Jerry Brotman—Hands-on Volunteer

Date
Fri, Jul 18, 2014

He is neither a scholar nor a librarian, but Jerry Brotman knows the LBI Library Collection more intimately than anyone else. In 2014, he claimed the singular distinction of being the only person in history to lay hands on every cataloged monograph in the Library’s 80,000-volume collection. Over the past eight years, Brotman affixed barcodes to some 66,000 books, a labor as important to the functioning of a library as it is, some might say, tedious.

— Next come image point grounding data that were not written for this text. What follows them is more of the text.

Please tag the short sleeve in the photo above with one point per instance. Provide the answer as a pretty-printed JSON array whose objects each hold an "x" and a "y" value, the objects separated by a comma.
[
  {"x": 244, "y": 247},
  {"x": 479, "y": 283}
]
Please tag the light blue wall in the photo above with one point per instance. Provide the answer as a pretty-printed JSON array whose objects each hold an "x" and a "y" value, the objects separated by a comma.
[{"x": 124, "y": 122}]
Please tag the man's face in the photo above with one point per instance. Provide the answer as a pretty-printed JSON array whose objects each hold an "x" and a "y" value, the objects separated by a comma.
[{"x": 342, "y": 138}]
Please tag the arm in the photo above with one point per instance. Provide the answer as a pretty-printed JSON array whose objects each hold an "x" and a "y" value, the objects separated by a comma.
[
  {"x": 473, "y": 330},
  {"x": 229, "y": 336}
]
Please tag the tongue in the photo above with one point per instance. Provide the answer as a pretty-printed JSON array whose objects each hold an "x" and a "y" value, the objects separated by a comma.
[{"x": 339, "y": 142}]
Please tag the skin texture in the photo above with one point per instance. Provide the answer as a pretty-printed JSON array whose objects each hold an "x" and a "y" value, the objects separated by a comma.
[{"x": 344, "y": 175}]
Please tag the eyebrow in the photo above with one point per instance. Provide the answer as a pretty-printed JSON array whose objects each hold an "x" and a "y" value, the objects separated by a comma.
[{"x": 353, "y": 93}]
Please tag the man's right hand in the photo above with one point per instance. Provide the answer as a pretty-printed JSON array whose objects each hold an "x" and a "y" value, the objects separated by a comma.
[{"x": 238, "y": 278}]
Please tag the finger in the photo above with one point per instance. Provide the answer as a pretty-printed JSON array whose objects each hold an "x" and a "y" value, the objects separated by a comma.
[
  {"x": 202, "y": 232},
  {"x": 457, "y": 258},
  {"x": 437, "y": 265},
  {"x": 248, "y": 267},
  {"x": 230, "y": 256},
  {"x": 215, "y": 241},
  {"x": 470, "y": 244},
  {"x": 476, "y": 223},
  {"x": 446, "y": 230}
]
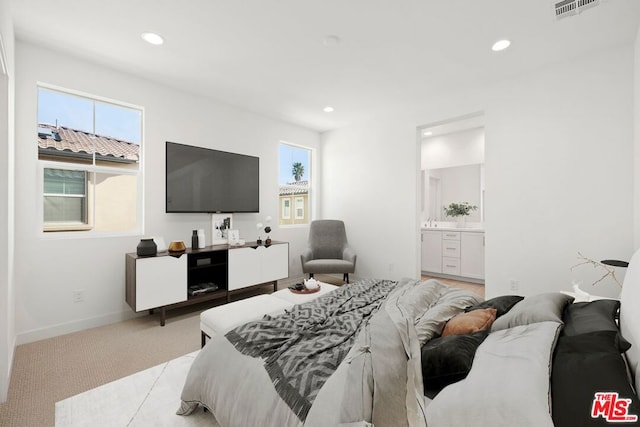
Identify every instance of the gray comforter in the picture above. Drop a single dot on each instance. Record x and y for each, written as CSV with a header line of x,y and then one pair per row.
x,y
378,380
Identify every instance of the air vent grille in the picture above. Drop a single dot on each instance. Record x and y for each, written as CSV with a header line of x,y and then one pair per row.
x,y
566,8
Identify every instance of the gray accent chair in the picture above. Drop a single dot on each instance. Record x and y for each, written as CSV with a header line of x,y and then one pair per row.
x,y
328,250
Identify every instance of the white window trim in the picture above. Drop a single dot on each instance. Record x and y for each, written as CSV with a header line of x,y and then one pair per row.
x,y
296,208
313,187
286,216
79,233
42,164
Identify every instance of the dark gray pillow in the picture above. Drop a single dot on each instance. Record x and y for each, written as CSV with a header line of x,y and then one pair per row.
x,y
446,360
502,304
599,315
534,309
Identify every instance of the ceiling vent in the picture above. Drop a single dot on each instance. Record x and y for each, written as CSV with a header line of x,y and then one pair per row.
x,y
566,8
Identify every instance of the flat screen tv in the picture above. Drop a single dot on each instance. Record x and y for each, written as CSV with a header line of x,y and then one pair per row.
x,y
205,180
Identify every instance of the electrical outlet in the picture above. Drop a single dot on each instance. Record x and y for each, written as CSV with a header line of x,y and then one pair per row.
x,y
78,295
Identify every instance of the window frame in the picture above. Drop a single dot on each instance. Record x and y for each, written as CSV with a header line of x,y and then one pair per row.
x,y
311,189
296,200
286,208
92,170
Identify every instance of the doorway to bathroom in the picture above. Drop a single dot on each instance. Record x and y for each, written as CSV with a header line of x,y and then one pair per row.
x,y
451,199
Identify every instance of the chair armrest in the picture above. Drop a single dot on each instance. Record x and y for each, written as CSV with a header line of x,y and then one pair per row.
x,y
348,254
306,255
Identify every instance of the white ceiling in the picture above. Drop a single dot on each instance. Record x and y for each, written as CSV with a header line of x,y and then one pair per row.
x,y
268,56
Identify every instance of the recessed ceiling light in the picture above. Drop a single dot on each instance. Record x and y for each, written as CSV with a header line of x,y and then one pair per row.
x,y
500,45
152,38
331,40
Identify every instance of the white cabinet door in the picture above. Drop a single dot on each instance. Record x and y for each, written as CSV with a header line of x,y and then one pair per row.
x,y
472,255
432,251
160,281
253,266
275,262
244,267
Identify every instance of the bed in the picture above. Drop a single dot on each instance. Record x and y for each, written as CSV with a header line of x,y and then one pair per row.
x,y
419,353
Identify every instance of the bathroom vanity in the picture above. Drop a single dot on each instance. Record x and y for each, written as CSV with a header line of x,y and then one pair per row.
x,y
453,252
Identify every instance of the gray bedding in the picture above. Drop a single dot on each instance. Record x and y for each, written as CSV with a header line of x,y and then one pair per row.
x,y
379,379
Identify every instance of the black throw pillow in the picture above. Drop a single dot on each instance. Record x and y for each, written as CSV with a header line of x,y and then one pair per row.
x,y
502,304
589,382
446,360
600,315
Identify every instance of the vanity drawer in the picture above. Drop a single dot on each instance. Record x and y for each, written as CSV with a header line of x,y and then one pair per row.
x,y
451,248
451,235
451,266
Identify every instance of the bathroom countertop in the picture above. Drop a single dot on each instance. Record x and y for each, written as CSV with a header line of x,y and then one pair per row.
x,y
465,229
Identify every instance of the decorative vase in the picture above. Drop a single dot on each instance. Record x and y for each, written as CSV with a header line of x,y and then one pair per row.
x,y
147,247
194,240
201,244
177,246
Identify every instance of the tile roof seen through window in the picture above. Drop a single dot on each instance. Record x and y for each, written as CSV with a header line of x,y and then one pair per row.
x,y
292,188
58,140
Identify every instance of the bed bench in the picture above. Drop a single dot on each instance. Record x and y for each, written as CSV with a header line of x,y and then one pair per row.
x,y
225,317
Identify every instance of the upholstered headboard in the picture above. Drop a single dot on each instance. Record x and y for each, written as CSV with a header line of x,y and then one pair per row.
x,y
630,315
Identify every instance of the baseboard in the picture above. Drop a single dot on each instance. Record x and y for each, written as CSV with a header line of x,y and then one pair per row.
x,y
74,326
5,377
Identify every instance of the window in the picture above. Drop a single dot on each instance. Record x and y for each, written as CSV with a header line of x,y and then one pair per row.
x,y
89,154
294,184
286,208
300,210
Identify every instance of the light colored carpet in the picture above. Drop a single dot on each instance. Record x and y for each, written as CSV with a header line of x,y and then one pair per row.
x,y
52,370
147,398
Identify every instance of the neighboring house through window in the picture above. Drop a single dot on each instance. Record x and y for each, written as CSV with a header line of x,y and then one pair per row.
x,y
294,185
89,152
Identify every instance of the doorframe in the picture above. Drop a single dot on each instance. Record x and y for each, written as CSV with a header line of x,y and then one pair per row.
x,y
441,127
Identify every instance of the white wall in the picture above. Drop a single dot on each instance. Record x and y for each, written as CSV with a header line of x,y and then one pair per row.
x,y
454,149
48,270
7,284
636,161
558,170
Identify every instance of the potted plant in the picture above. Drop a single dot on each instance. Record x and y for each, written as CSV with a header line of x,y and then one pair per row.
x,y
459,210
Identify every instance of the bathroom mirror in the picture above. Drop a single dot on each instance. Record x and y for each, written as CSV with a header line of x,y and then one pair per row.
x,y
453,184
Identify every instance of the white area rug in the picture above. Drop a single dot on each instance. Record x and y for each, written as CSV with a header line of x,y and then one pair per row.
x,y
146,398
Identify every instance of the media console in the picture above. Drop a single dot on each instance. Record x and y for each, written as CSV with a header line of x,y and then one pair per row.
x,y
167,281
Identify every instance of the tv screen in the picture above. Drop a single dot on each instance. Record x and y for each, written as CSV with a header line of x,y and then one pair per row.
x,y
205,180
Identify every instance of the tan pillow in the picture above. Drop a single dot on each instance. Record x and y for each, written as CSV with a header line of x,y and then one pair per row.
x,y
467,323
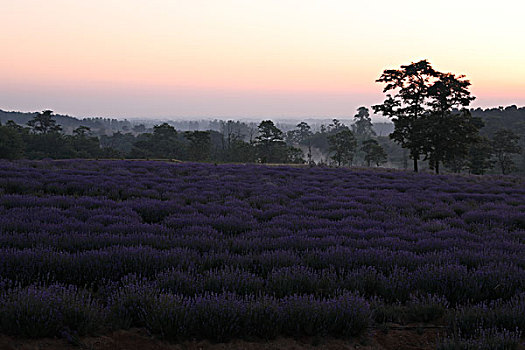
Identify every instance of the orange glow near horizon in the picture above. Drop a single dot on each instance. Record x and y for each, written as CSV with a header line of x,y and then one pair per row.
x,y
232,57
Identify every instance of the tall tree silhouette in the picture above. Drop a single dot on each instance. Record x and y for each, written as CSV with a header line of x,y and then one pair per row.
x,y
406,104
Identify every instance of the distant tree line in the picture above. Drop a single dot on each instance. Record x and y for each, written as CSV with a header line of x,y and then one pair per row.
x,y
432,126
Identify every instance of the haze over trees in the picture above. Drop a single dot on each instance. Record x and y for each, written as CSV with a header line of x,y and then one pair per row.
x,y
432,125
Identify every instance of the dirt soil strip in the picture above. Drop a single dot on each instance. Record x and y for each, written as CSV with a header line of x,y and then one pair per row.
x,y
139,339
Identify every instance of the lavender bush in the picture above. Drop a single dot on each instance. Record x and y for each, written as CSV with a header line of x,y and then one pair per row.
x,y
216,252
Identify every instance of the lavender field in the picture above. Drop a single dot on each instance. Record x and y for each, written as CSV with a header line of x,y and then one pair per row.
x,y
243,251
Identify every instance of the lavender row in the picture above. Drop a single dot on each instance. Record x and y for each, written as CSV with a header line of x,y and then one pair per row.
x,y
67,311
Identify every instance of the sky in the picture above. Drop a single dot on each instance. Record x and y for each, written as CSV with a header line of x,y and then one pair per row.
x,y
247,58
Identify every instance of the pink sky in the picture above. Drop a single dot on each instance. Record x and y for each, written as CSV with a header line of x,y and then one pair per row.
x,y
237,58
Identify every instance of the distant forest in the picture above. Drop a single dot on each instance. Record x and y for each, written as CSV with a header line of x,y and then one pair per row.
x,y
356,142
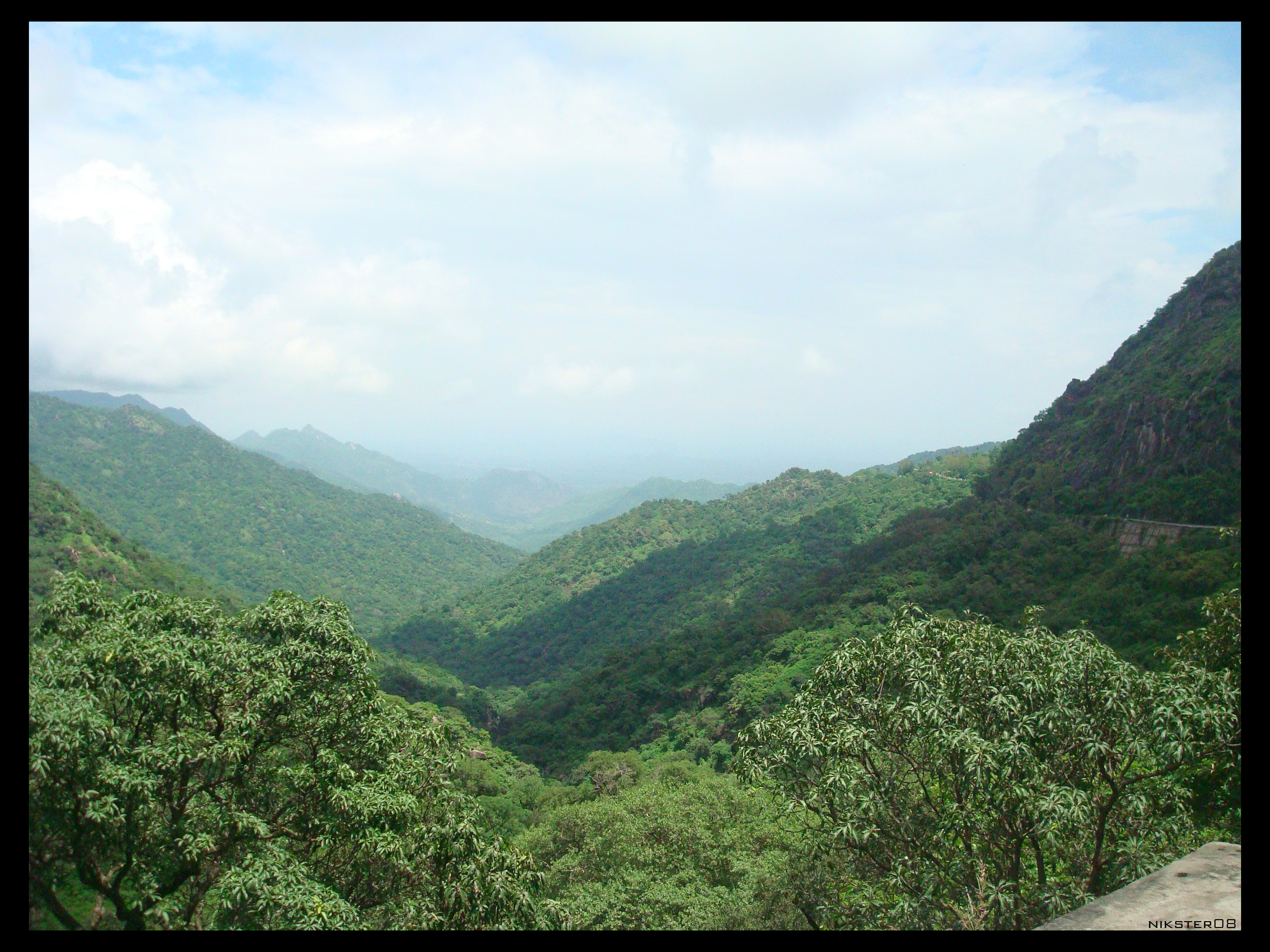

“I didn’t find it a chore,” says Brotman, who has volunteered at LBI about six hours per week since his retirement in 2006. “It was a diversion, and it broke up the week.”
Not everyone shared his outlook. Initially invited to work on the barcoding because of what he calls a “Neanderthal attitude toward computers,” Brotman endured where others quit. The stacks on the 12th floor of the CJH are windowless, cool, and silent—a perfect atmosphere for books, but not for volunteers looking to enjoy their retirements.
“They’d say it was too cold, too isolated, too grim,” says Brotman. “So I found myself alone with this mammoth undertaking.”

Curiosity intact
In 2006, Brotman retired from what he wryly calls a “mediocre career” in the financial services industry. “Somehow I escaped with my curiosity unscathed.” That curiosity brought him to Yeshiva University Museum’s landmark exhibit “A Perfect Fit: The Garment Industry and American Jewry” at the CJH in 2005. Brotman was moved by the way it reflected his family’s history. Born in 1937 to a Jewish family in Williamsburg, Brooklyn, Brotman had two aunts and a great uncle who had been garment workers. He remembered his mother’s stories about the working conditions in the factories and the workers’ struggle to organize. Renate Evers, Director of the LBI Library, is grateful Brotman discovered the CJH that day and volunteered his services after his retirement the next year. Barcoding is a task that demands physical fitness and the ability to read and understand bibliographic descriptions. “It’s very hard to find someone with the required diligence, meticulousness, and patience, and we are lucky that we did in Jerry,” says Evers. She estimates that hiring a commercial vendor to barcode the collection could have entailed a six-figure price tag.

Instantaneous connection
Although not all non-circulating special collections libraries use barcodes, Evers says that having them makes an enormous impact on the efficiency of virtually all library tasks. “They provide an instantaneous connection between the bibliographic metadata and the physical item,” says Evers. Without barcodes, a book can only be located and identified by comparing the title, author, edition, publisher, and other information in the catalog to the physical book. Barcodes are also an absolute prerequisite for offsite storage, which Evers calls a “worst-case scenario” but also an essential consideration for the curator of any growing collection. The knowledge that it was a valuable task helped keep Brotman going. “I also felt like I was helping someone. I always took it seriously. It’s not a task that someone would have thought up just to keep me busy.” Thanks to his familiarity with the entire library collection, it is likely Brotman will be busy at LBI for some time to come. “In a way, I’m jealous of him,” says Evers, “He has a feel for the collection like no one else.”